The thing that I love about this recipe—which, as explained in the post above, is adapted from Kim Boyce's Olive Oil Cake in Good to the Grain—is how easy it is. It's the type of thing you can whip up in minutes, without any beating or special steps or fuss. I made it the other night in the midst of dinner preparations, and it took only 10 minutes, from thought to oven.

3/4 cup spelt flour
1 and 1/2 cups all-purpose flour
3/4 cup granulated sugar
1 and 1/2 teaspoons baking powder
3/4 teaspoon salt
3 eggs
1 cup olive oil*
1 scant cup whole milk
1 and 1/2 tablespoons fresh rosemary, finely chopped
10 ounces bittersweet chocolate (about 70% cacao), cut into irregular but roughly 1/2-inch pieces

Preheat the oven to 350 degrees F and grease a Bundt cake pan. In a large bowl, whisk together the flours, sugar, baking powder, and salt. In a separate bowl, beat the eggs to break them up, then stir in the oil, milk, and rosemary, and mix well. Mix these wet ingredients gently into the flour mixture, stirring until just incorporated. Fold in the chocolate pieces, and pour the batter into the prepared Bundt cake pan. Bake for 35-40 minutes, or until the top turns golden brown and begins to crack and the center is still moist but cooked through.

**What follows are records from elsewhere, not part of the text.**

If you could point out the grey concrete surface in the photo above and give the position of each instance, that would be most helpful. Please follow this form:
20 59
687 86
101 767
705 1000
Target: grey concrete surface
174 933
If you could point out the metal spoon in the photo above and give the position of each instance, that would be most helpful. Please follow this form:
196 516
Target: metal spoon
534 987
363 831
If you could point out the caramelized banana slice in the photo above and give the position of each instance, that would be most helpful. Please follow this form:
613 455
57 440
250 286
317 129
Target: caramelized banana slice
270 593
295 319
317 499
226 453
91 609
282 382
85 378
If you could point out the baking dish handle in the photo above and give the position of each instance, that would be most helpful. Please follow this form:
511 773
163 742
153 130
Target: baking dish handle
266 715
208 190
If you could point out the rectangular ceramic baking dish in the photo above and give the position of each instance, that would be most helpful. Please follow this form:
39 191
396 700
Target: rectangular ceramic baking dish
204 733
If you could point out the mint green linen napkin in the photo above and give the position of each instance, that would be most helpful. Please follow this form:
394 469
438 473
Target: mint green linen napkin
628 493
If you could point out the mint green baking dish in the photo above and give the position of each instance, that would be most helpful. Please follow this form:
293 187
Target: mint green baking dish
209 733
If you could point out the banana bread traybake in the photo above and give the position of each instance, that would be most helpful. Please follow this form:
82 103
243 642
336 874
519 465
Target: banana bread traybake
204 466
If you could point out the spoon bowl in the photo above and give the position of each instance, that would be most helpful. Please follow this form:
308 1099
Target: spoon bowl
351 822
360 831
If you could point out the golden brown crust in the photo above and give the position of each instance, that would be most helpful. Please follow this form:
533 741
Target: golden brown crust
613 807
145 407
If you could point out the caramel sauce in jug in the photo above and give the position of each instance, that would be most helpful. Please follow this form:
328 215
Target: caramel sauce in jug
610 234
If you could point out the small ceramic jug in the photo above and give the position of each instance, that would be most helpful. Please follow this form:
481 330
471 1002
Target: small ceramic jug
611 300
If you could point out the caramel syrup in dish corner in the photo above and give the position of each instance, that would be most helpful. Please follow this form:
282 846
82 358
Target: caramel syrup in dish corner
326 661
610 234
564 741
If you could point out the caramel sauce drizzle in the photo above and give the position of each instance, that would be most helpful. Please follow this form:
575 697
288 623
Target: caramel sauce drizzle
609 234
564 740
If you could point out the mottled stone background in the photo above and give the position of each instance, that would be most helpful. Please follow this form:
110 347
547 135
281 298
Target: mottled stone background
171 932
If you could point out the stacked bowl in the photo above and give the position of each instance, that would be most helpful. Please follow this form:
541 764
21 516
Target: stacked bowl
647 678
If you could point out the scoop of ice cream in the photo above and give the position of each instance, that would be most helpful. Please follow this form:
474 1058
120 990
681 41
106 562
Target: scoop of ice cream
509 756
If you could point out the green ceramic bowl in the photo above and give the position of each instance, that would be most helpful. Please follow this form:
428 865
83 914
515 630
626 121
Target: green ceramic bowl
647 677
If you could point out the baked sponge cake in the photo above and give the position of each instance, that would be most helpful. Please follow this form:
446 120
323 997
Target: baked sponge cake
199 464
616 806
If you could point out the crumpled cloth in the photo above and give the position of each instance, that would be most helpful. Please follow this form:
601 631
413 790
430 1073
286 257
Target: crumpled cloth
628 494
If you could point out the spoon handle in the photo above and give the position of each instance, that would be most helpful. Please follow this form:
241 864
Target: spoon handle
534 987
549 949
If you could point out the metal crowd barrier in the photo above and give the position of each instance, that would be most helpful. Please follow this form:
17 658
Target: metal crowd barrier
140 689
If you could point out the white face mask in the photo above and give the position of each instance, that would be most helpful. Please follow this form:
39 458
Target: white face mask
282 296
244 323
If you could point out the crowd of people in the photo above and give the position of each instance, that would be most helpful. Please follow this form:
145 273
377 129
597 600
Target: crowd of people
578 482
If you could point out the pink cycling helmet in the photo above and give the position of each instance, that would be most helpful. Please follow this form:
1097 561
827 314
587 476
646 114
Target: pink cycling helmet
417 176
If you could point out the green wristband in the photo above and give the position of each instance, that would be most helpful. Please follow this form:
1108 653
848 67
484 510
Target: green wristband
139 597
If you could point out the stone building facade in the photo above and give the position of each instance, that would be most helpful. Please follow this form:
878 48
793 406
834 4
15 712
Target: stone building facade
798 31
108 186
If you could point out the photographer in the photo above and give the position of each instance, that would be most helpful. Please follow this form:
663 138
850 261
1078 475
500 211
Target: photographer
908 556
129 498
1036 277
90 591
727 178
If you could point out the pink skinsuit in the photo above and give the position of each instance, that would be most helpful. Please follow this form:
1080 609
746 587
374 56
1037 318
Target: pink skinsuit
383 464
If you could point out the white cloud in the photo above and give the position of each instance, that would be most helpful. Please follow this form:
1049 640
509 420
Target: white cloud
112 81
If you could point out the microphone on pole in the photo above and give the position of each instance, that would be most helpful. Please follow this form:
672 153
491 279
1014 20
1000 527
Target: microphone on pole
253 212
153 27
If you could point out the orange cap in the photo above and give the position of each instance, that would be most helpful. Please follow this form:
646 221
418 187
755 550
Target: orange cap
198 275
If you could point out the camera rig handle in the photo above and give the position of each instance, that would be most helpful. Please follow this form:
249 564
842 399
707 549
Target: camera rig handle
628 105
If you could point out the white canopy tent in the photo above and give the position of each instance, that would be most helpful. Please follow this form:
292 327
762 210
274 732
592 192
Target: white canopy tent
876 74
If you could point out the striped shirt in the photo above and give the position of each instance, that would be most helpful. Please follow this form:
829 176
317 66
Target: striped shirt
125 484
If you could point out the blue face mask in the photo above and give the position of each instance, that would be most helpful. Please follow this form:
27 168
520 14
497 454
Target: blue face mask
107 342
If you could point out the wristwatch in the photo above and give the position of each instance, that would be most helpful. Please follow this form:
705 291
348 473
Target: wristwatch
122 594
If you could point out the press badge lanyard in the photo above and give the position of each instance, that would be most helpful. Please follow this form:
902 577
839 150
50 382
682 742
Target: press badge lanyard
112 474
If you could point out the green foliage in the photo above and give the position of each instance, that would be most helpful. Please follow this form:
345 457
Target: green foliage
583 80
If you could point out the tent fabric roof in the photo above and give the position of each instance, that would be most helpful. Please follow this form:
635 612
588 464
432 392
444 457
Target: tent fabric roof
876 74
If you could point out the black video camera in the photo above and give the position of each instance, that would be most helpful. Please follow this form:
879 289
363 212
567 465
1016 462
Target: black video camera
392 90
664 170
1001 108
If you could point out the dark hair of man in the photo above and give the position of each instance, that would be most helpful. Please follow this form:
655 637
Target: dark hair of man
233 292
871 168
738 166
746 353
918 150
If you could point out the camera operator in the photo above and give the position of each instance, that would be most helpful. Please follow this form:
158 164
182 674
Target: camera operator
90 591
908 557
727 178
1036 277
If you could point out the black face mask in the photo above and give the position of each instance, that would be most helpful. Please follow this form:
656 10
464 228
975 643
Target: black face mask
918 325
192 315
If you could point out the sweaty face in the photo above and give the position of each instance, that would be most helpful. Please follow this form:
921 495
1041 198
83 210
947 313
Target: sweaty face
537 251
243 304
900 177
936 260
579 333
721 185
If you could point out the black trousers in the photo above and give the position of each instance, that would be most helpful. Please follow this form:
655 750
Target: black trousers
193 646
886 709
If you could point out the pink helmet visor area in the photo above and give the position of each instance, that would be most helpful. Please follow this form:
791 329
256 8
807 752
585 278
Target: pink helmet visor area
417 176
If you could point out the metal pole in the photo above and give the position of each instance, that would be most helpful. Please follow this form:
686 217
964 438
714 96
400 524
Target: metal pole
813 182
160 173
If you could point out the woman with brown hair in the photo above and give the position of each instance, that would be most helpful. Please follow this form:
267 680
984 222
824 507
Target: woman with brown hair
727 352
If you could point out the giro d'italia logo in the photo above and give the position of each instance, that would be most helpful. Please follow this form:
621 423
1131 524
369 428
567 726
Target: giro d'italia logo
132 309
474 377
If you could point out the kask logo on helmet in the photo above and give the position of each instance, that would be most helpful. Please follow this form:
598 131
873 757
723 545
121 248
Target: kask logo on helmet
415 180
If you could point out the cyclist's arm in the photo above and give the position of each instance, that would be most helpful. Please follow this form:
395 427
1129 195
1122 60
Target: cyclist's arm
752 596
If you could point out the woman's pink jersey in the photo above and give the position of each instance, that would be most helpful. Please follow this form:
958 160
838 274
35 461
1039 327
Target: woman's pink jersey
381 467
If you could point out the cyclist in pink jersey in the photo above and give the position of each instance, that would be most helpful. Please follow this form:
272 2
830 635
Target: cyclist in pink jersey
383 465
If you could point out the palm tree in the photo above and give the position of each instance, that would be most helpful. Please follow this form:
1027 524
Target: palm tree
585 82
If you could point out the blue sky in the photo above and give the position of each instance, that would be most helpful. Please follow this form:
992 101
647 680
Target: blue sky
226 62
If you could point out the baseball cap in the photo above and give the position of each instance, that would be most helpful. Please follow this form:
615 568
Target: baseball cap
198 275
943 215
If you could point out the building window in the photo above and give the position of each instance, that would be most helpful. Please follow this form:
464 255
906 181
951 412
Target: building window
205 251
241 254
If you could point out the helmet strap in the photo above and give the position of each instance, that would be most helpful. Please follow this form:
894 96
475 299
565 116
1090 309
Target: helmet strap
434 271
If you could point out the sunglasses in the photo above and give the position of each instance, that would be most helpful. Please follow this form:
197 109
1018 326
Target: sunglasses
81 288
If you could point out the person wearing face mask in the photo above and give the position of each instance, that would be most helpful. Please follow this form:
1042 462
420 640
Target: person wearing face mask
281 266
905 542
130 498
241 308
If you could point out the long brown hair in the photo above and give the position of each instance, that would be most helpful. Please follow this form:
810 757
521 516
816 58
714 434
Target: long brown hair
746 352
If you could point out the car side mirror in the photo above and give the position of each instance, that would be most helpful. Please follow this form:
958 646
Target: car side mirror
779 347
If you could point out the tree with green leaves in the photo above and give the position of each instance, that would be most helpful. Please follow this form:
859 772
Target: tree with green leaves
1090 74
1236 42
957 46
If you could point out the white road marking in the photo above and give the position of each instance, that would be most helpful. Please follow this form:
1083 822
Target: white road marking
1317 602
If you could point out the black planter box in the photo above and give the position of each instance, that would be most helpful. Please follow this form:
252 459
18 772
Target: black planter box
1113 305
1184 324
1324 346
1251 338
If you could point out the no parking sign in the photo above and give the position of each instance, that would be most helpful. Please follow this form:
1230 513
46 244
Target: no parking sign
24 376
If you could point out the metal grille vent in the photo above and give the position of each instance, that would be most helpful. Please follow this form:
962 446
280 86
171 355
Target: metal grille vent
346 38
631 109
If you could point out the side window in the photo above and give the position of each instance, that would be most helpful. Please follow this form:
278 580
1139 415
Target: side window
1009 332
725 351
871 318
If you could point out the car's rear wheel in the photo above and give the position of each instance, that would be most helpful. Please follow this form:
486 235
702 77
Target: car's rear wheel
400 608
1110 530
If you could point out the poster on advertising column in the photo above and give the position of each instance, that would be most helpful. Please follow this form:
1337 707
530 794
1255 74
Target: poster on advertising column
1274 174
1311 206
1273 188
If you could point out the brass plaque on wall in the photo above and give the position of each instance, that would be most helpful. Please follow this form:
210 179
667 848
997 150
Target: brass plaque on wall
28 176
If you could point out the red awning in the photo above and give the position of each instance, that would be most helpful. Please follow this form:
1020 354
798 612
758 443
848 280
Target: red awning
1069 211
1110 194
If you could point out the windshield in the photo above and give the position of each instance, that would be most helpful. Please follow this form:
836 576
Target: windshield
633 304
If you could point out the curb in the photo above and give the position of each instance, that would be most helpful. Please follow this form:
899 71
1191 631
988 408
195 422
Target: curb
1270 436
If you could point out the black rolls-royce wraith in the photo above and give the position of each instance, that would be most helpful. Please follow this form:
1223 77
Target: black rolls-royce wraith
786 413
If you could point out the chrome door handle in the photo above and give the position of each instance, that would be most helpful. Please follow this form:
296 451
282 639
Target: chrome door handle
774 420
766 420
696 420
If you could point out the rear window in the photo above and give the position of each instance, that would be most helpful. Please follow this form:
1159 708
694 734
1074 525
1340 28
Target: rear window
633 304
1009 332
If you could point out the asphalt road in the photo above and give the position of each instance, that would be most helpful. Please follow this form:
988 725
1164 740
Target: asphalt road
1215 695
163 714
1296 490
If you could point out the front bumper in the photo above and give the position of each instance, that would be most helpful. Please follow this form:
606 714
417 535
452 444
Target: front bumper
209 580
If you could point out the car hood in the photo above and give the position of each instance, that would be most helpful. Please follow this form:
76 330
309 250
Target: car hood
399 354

*Note: To make this cake even more local, I thought about using butter instead of olive oil, but decided against it in the end. Substituting butter in recipes that call for oil tends to make things a bit drier—some people say this is because the butter solidifies at room temperature, whereas the oil remains liquid—and since spelt already has a tendency to dry things out, this didn't seem like a good idea. That said, however, I think it might be a risk worth taking. If you decide to experiment, just be sure to melt the butter so that you can mix it in rather than cream it.


Anonymous said...

Hi Elspeth,
Thank you so much for including this spelt recipe. I can't wait to try it...and perfect timing too, since the rhubard gingerbread is almost gone! I've adapted a lot of your recipes to use spelt and they've come out great. Just an FYI, but one trick I've learned is to substitute some of the whole spelt with white spelt...not quite as nutritious but helps the consistency for lighter weight baked goods. Happy baking! Julie

Elspeth said...


I'm so glad you saw it, Julie. It's hard to know who's out there peering in from behind these screens!

Glad to hear you've been trying spelt all along, too, and interesting note about the white spelt flour. I haven't tried my hand at making white flour with any of our CSA grains yet, but I've been thinking about it.

I can't imagine it would be that hard—I've noticed that after a coarse grind through the Kitchen Aid, the nascent "flour" is a mixture of what looks like white flour and hulls that haven't been ground down yet. I've been thinking that if I sift the grains at that point, I could get some white flour and then use the leftover germ/bran to make granola, as many recipes call for an addition of wheat germ or bran to the oats. Not sure if that makes sense, but if it does I'm sure the same principle would apply to spelt!

Hope you enjoy the cake, and glad to hear your voice.

All the best,

Kelly said...


tracy said...

As the recipient of some of this cake I have to tell you it took my husband from being a 1 slice of cake guy to a 3 slice of cake guy in seconds flat and he is still talking about it. I did wish for a little butter though so I took a thin slice of it one morning and grilled it in a cast Iron pan. Oh My!!!! The slightly melted chocolate combined with the crisp buttery edges and bloom of spice in your mouth makes it lip smackin' good as my grandmother used to say. That day I became a 3 slice girl.

Elspeth said...

Kelly, Yum is right!

And Tracy, I am so glad you are a three slice girl. I have a hard time believing that Swede actually ate that much cake, but maybe it was the chocolate that swayed him! I like the idea of toasting it with butter—maybe I'll do that with the last slice this afternoon.